Wednesday, December 28, 2011

Sesshin accession

Before I write more about the peculiar dangers of spiritual authority, how not to join a cult, and ways to test the purity of your Kool-Aid, I wanted to give you a sense of what a wonderful thing a spiritual community can be; since without some sense of the immense value groups of this sort can offer, and given the pitfalls and dangers that are associated with becoming a part of one, it might seem perverse that I am persevering on the particular path I've found myself following.  I also wanted to continue the story of my growing identification as a Zen student and of my increasing involvement with PZI in particular.  And there seemed to be no better of way of doing both these things than by continuing my narrative of my experiences at PZI retreats in Santa Rosa.

The first time I'd been there for the weekend, only two days, though it felt like far longer.  The second time - Spring sesshin - I decided to increase my stay by one day, making it a slightly longer weekend.  I got a lift up with my friend Sara, and when we arrived at the site of my first PZI retreat, just outside Santa Rosa, I realized that we would be staying in a different building on the same site, this one also apparently designed with Christian retreats in mind (the room where I met David was actually a chapel).  The meditation hall was much smaller this time, with only around thirty people in it; there were the familiar alien artworks hung on the walls and the same old twisty well-armed deities chilling on the white altar, the incense curling around them like cigarette-smoke at some Parisian cafe.

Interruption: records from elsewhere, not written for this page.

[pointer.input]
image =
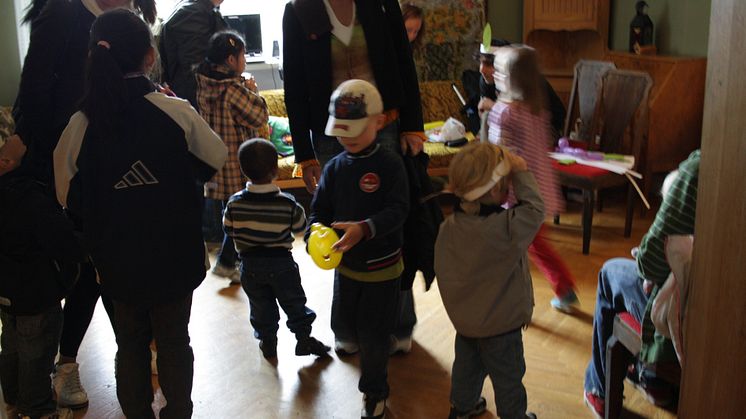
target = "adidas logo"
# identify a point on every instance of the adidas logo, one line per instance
(138, 176)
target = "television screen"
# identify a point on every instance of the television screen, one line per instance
(250, 27)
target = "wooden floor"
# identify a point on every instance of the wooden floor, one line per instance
(232, 380)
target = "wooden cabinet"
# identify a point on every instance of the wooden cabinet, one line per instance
(676, 103)
(564, 32)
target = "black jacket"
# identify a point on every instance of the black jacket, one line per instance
(39, 254)
(308, 72)
(183, 44)
(52, 80)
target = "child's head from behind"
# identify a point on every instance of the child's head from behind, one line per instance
(227, 48)
(120, 46)
(355, 115)
(258, 160)
(478, 173)
(518, 76)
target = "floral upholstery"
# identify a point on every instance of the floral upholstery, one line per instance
(439, 102)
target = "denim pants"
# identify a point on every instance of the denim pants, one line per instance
(169, 325)
(500, 357)
(365, 312)
(271, 280)
(327, 147)
(406, 316)
(227, 255)
(619, 290)
(29, 345)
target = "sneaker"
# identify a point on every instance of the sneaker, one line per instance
(373, 408)
(596, 403)
(343, 347)
(477, 410)
(311, 345)
(566, 303)
(403, 345)
(70, 392)
(268, 347)
(61, 413)
(225, 272)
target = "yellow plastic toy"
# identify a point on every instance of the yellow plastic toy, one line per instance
(320, 246)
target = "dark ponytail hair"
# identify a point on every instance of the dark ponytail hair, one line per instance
(119, 42)
(222, 45)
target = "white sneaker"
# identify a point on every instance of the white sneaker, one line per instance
(343, 347)
(70, 392)
(225, 272)
(403, 345)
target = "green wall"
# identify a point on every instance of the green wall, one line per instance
(10, 70)
(681, 26)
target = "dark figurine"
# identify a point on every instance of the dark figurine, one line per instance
(641, 28)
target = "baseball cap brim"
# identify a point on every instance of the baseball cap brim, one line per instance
(336, 127)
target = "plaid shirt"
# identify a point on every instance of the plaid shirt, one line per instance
(235, 113)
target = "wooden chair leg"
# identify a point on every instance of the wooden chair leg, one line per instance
(588, 203)
(617, 360)
(631, 201)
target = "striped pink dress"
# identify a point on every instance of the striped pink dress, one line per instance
(512, 125)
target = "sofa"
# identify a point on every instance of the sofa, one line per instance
(439, 102)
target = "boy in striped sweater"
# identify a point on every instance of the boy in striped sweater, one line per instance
(261, 220)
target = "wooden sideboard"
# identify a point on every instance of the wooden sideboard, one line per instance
(676, 102)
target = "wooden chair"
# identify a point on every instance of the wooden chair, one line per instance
(621, 349)
(621, 103)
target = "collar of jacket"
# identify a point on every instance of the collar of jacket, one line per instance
(313, 17)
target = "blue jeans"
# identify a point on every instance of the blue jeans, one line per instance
(326, 147)
(29, 345)
(227, 255)
(619, 290)
(271, 280)
(406, 316)
(500, 357)
(365, 312)
(168, 324)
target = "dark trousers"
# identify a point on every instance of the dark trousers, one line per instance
(500, 357)
(29, 345)
(365, 312)
(271, 280)
(168, 324)
(78, 312)
(227, 255)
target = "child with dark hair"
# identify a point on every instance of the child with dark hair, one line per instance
(125, 168)
(261, 221)
(234, 109)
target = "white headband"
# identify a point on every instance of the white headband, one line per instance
(501, 170)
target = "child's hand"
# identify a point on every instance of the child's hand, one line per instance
(517, 163)
(353, 234)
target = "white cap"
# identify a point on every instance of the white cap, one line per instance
(350, 106)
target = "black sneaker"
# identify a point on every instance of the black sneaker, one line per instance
(477, 410)
(268, 347)
(373, 408)
(310, 345)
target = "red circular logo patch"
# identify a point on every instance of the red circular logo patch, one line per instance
(370, 182)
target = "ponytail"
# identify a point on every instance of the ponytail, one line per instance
(33, 10)
(118, 45)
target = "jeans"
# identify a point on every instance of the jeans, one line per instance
(271, 280)
(406, 316)
(550, 263)
(227, 255)
(78, 312)
(327, 147)
(168, 324)
(500, 357)
(619, 290)
(29, 345)
(365, 312)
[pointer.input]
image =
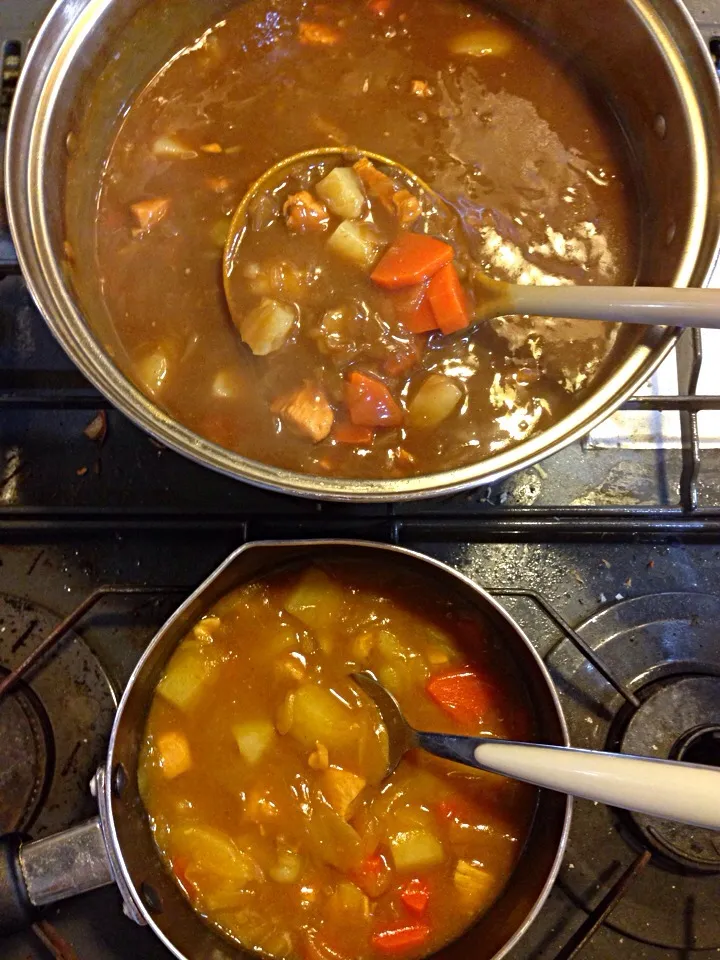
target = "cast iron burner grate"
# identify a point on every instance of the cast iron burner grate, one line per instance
(641, 676)
(664, 650)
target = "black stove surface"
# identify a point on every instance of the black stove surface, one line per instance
(624, 544)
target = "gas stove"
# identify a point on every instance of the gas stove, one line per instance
(608, 555)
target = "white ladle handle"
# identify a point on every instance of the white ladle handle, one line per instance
(665, 306)
(662, 788)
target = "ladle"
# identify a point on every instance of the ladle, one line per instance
(670, 789)
(659, 306)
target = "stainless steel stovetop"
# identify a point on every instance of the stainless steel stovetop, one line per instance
(622, 543)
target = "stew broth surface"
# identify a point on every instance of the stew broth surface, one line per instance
(262, 769)
(478, 108)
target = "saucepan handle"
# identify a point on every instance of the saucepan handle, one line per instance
(39, 872)
(686, 792)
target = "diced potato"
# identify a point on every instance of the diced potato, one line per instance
(492, 41)
(357, 242)
(318, 715)
(260, 806)
(286, 868)
(475, 885)
(307, 411)
(436, 399)
(341, 788)
(362, 646)
(319, 759)
(416, 850)
(253, 739)
(174, 752)
(170, 148)
(212, 852)
(205, 629)
(185, 676)
(267, 327)
(342, 191)
(285, 714)
(332, 840)
(348, 903)
(316, 600)
(304, 214)
(152, 371)
(291, 667)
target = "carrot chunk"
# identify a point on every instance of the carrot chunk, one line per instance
(398, 939)
(448, 301)
(415, 895)
(352, 433)
(461, 694)
(370, 402)
(412, 258)
(413, 310)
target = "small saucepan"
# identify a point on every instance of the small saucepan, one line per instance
(117, 846)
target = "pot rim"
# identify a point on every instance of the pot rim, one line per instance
(125, 881)
(55, 48)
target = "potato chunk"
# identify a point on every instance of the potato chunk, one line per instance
(304, 214)
(357, 242)
(490, 42)
(342, 191)
(436, 399)
(253, 738)
(416, 850)
(267, 327)
(341, 788)
(474, 885)
(307, 411)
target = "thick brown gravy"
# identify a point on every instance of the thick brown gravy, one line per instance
(475, 105)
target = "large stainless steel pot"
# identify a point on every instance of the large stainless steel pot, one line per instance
(118, 846)
(644, 57)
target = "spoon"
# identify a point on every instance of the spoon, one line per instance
(650, 306)
(686, 792)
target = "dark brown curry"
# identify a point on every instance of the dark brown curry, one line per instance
(477, 108)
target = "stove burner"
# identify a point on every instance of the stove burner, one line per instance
(678, 716)
(26, 759)
(666, 649)
(54, 727)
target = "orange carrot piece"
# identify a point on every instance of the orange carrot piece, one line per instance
(416, 896)
(461, 694)
(412, 258)
(352, 433)
(317, 34)
(448, 301)
(373, 875)
(413, 310)
(399, 939)
(370, 402)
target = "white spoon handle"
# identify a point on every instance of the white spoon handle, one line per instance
(662, 788)
(664, 306)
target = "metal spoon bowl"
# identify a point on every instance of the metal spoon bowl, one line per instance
(649, 306)
(686, 792)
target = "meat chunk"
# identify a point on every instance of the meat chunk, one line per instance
(304, 214)
(307, 411)
(147, 213)
(317, 34)
(397, 201)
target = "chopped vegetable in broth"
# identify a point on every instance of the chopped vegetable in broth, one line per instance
(340, 345)
(263, 767)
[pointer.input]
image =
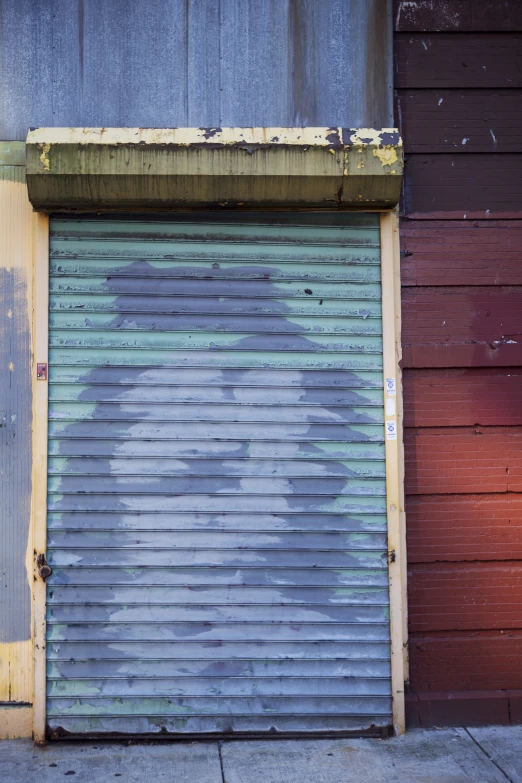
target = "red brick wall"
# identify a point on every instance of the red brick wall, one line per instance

This time round we each had our own rooms, so that I felt less guilty about going back to it when I was tired of meditating.  I even did a bit of work on my laptop, reading an extraordinarily helpful and boring article on the finance behind the construction of the Parthenon in fifth-century Athens; I may regret this.  I skyped with my then-girlfriend at night, which was sweet then depressing, as all her anxieties poured into the room, overwhelming my most earnest efforts at Zen mopping.  Naughtier still, I slept well beyond the jangling bells at four thirty in the morning.  Instead, I set my alarm for shortly before seven, and then skulked around in the corridors waiting for the good meditators to emerge before joining them in the queue for breakfast, with sleep gumming up the corners of my eyes and my face leaden with weariness and shame.

On the first day I ate breakfast, cheerfully acknowledging the hungry ghosts; I meditated through the morning, guiltily reverting to my visualizations; and I went out for a walk to the lake, which hadn't moved.  In the afternoon session somebody suddenly announced 'Prepare the hall for sutra service'.  Everyone swung their mats round so they were facing the corner of the room, or dragged them closer.  In the corner of the room was one of the stern-looking men I'd seen talking about Christianity, now with a tambourine; Socrates, pressing a rather unexpected trumpet to his lips; a young man I'd felt a pang of sympathy for when I'd first seen him, bent double with back trouble; and an extraordinarily beautiful woman, eighty years old at the youngest. 

They were providing cheerful - if occasionally somewhat disjointed - accompaniment to the liturgy we were chanting or singing from the floor of the room.  This, apparently, was a Sutra Service, and I hadn't encountered it on my first retreat only because the Winter sesshin is a pared-down version that focuses on almost entirely on meditation.  We recited Hakuin's praise song of meditation just like we sometimes did at WiG - you see, meditation can't be praised enough - as well as a series of other pieces in any number of unidentifiable Asian languages.  The old lady led the chants as the Cantor, but her voice was frail, and broke down completely at the point where 'Guanyin finds us on the dark and br--o--ken roads'.  She was the worst cantor of all time, and also incomparably the sweetest.

I've since been told that this is one of the most mould-breaking and experimental aspects of PZI, that there's a makeshift jazz band (with occasional forays from a didgeridoo) leading the chants, which are often set to rather catchy tunes.  (One returning member was so shocked by the change she even began reciting the diamond sutra on her own - so I have heard.)  If experiment it is, I have to say that I like it.  Much of the sentimental attachment I have to Anglicanism is mediated through hymns that I had to sing week in, week out, in the school chapel, and which are now an inextricable part of my spiritual and emotional fabric.  And I'm beginning to feel a similar tenderness towards the lilting melody that carries the three refuge vows, the way we do them: 'Buddham saranam gachami/ Dhammam saranam gachami;/ Sagham saranam gachami:/ Buddham, dhammam, sangham.'

John encouraged us all through the retreat to imagine (that is, realize) that every event that occurred and every thought that arose was for us, for our benefit, and only for us (though that last formulation seemed to me to go a bit too far).  The koan featured two friends washing bowls when they saw a crow tearing apart a frog.  'Why does it always have to be this way?' one said to the other; and he responded, 'It is for your benefit, Master.'  It was not quite like the dream in The Magic Mountain, where there's a city whose members treat each other with respect precisely because they know that in the temple, old hags are tearing apart an infant.  It is more like sitting there realizing that my life has been blessed not in spite of headaches, but because of them: perception, like community, is a coin with two sides.